S’il n’est pas le premier à le faire au travers de l’étude du climat, Kyle Harper dispose de données nouvelles qui ont été collectées depuis une vingtaine d’années. Dans sa préface, Benoît Rossignol les énumère tels l’étude des carottes glaciaires, celle des cernes des arbres, des pollens, l’essor de l’anthropologie physique (dont l’étude des populations dans les sépultures), le séquençage de l’ADN ou la multiplication des trouvailles archéologiques. La préface illustre d’ailleurs la nécessité de travailler en équipe pluridisciplinaire pour renouveler une telle historiographie :
« les équipes d’archéologues qui fouillent minutieusement les sépultures, les historiens en quête de sources écrites pour reconstituer un contexte historique, les anthropologues analysant les ossements, les généticiens dans leur salle blanche puis face à leur séquenceur en quête de fragments anciens d’ADN, les biologistes et les épidémiologistes cherchant à reconstruire l’histoire de l’évolution du virus ou de la bactérie »
et déboucher sur une vision nouvelle de la fin de l’Empire romain. Jusqu’à la prochaine ?
La présentation de l’ouvrage par son éditeur :
Comment Rome est-elle passée d’un million d’habitants à 20 000 (à peine de quoi remplir un angle du Colisée) ? Que s’est-il passé quand 350 000 habitants sur 500 000 sont morts de la peste bubonique à Constantinople ?
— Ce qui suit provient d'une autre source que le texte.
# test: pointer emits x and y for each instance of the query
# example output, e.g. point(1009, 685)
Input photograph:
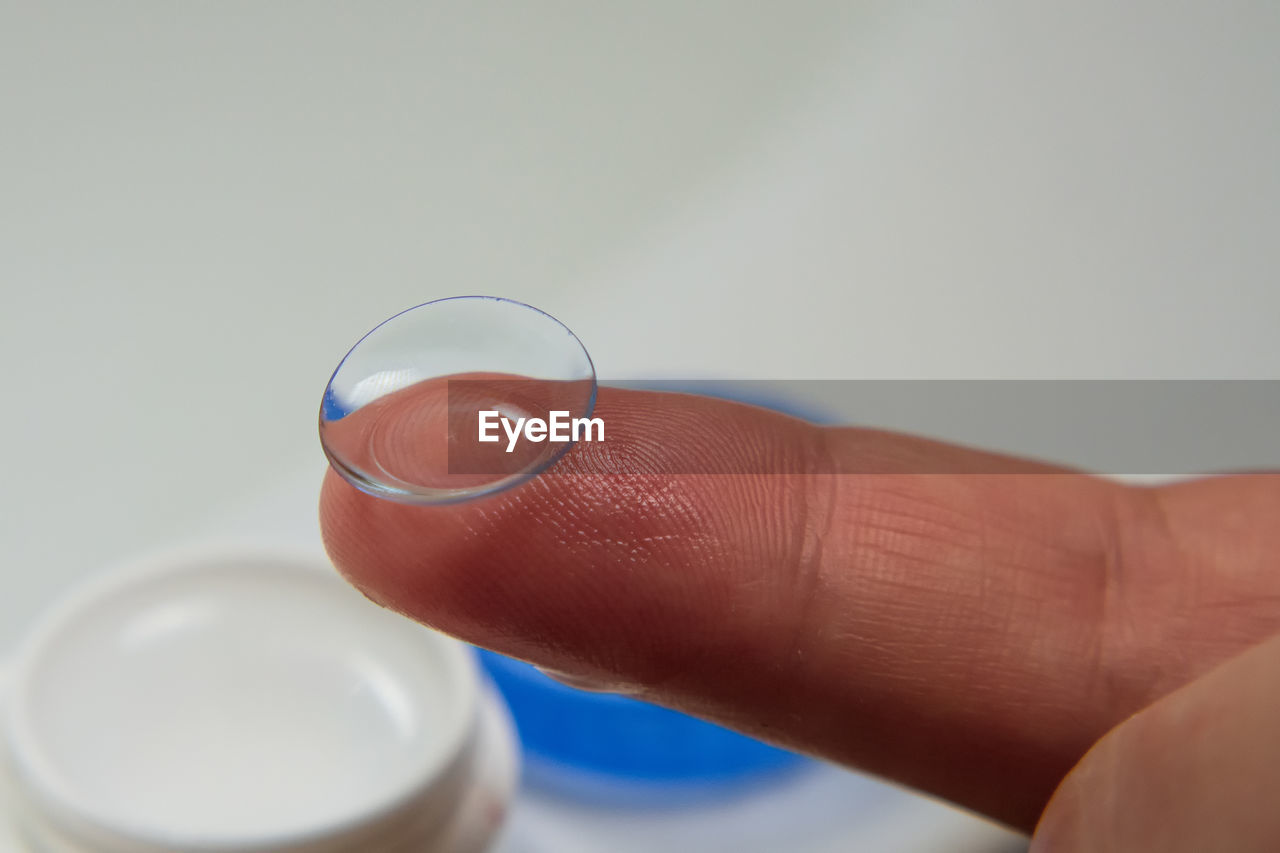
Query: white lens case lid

On ne peut plus désormais raconter l’histoire de la chute de Rome en faisant comme si l’environnement (climat, bacilles mortels) était resté stable. L’Empire tardif a été le moment d’un changement décisif : la fin de l’Optimum climatique romain qui, plus humide, avait été une bénédiction pour toute la région méditerranéenne. Les changements climatiques ont favorisé l’évolution des germes, comme Yersinia pestis, le bacille de la peste bubonique. Mais « les Romains ont été aussi les complices de la mise en place d’une écologie des maladies qui ont assuré leur perte ». Les bains publics étaient des bouillons de culture ; les égouts stagnaient sous les villes ; les greniers à blé étaient une bénédiction pour les rats ; les routes commerciales qui reliaient tout l’Empire ont permis la propagation des épidémies de la mer Caspienne au mur d’Hadrien avec une efficacité jusque-là inconnue. Le temps des pandémies était arrivé.
Face à ces catastrophes, les habitants de l’Empire ont cru la fin du monde arrivée. Les religions eschatologiques, le christianisme, puis l’islam, ont alors triomphé des religions païennes.
La référence : Comment l’empire romain s’est effondré. Le climat, les maladies et la chute de Rome (The Fate of Rome. Climate, Disease, & the End of an Empire), de Kyle Harper, traduit de l’anglais (Etats-Unis) par Philippe Pignarre, La Découverte, 544 p., 25 € (en librairie le 10 janvier).